Riot Review – Best Medieval PC Game 2021?
Riot: Try to overthrow the government
Me: Yeah!
Riot: If one peasant like you can’t do anything, perhaps a hundred peasants can
Me: Hey! Who you calling a peasant?
These are the first lines in the Readme.txt that accompanies the download of Riot from Itch.io. I don’t think I’ve ever been abused so early on in a game. Riot was made during the Brackeys Game Jame 2021, and received a fair amount of praise upon submission. This off-hand, jaunty attitude runs all the way through Riot. It opens with a pirate sea shanty and a bunch of faceless characters being hurled by trebuchets (a catapult to you non-historians) into the wall of a fort and exploding.
I’m not sure why these little fellas explode but there we are. It’s slightly comedic and sends the message….we’re here to have fun. I haven’t seen that many medieval games in 2021, and I would be hard pushed to list the best medieval games for PC. But I’m thinking I’d probably include Riot.
Reverse Tower Defence
Riot is a sort of reverse Tower Defence or a simplistic reduction of an early Total War game, where you play as the attackers and you get given hundreds of them to throw into the breach. You must begin a short distance from the settlement, you are always attacking a small circular settlement, which will be increasingly well defended; towers, turrets and double walls all making more frequent and dense appearances as each level passes.
You choose a spot to attack from and press the left mouse to begin deploying your men. They appear and immediately and lemming-like, charge at the nearest building to begin attacking it (which seems to mean clubbing it with their fists). You end up with a long line of synchronised running guys all heading for the palisade.
The goal of each level is to break into the fortified medieval style village and storm the ‘Town Hall’ at the centre, although it looks little more than a barn. In compensation for the increasing fortification of each level you are afforded an increasingly large mob of peasants to deploy, an ability to place trebuchets and eventually the addition of ‘bombers’.
The medieval trebuchet will only engage action if some of your men are attacking a structure and then it will fling a single fella through the air to land on top of the building roughly every five seconds or so. The unfortunate volunteer seems to like it as the little flung men ‘wheee’ with excitement, they land however, with the visible splat of a pancake and motionlessly slide off the structure like Wylie Coyote hitting a rock wall.

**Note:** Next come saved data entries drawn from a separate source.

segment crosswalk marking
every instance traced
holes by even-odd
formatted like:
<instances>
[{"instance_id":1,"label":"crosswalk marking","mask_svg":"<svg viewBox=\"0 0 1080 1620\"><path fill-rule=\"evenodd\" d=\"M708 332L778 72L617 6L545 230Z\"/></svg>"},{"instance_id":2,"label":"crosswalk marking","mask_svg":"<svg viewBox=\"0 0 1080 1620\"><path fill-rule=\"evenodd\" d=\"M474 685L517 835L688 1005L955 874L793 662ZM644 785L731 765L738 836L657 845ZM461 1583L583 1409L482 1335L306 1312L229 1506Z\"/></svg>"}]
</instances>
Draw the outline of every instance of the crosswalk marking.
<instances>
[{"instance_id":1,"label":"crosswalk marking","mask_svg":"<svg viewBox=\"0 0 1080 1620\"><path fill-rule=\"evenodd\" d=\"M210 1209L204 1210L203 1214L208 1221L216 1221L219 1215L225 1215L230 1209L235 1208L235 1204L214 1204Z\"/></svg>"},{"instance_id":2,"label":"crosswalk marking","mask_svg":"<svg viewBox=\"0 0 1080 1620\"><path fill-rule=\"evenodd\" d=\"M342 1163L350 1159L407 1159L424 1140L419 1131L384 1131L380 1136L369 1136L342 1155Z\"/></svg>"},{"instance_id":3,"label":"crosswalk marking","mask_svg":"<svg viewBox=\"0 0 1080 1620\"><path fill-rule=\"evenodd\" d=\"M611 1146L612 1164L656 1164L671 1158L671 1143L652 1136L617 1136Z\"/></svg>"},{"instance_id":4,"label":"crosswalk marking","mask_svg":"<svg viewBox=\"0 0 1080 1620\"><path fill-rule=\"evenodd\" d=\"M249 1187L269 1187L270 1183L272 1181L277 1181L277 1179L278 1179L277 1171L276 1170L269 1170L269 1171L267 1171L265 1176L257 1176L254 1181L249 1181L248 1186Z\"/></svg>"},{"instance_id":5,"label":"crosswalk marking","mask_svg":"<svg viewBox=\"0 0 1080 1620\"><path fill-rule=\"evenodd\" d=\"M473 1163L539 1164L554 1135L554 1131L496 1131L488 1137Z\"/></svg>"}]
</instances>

The bombers on the other hand appear to be flaming mummies that run straight to the nearest building and explode like some sort of bandaged, possessed suicide bomber.
Resource Management
There is an element of managing your resources to Riot as the trebuchet costs 15 peasants to place, but does not seem to deplete your reserves with the men it flings (there’s an exploit here) and the bombers costs 5 peasants. The only other strategic element is where you choose to drop your mob, because this matters. We’re not talking Terra Invicta level of strategy here, of course.
The little fellas are programmed to charge at and attack the nearest eligible structure and when they destroy it they charge the next nearest one from there. So where you place and launch attacks from matters.
This all sound wonderful fun and it is, but…
Whilst classes of men might differ the overly simplistic AI your peasant mob is endowed with is does not. For example, having breached a wall they do not head for the next wall or the tower blocking the way to the town hall…no they just start to attack the next segment of wall, because it is the next nearest eligible structure. All the while the towers defending the cities are bombarding your idiot crew. Even if you reserve men and dispatch them later when a gaping breach in the wall has been made in front of you they will still head off at a 50° angle and attack a pointless barn off to the right.
You will shift around the gap trying to find the sweet spot to stop them running that way and then all of a sudden the men you lay start running off at a 50°angle to the left now.
Best Medieval Game 2021 Nominee: Riot
The Trebuchet’s just follow suit and so do the bombers. It is frustrating and there are few more annoying things in a game than controls which result in an action you did not input or want and there being little you can do about it.
This does promote a disengagement with the game in the latter third, which is a shame, because I began by thinking this was reasonably fun.
Riot offers 12 levels of increasing difficulty and can be completed in an about two hours. There are not many decisions to make or much variation in play; make a choice of where to start, release the mob, watch for results, move and repeat. Simply calling Riot a medieval game is doing it an injustice. I mean, I did compare it to Total War not long ago.
With improvements Riot might become something more interesting, it has character, charm and appeal. I do love the menu soundtrack, but overall Riot is a nice idea that starts well and does not really develop.
Somewhat spoiled by poor AI, Riot still has enough about it to make a decent, lunchtime distraction; a surprisingly relaxing and unstressful one for a game named Riot.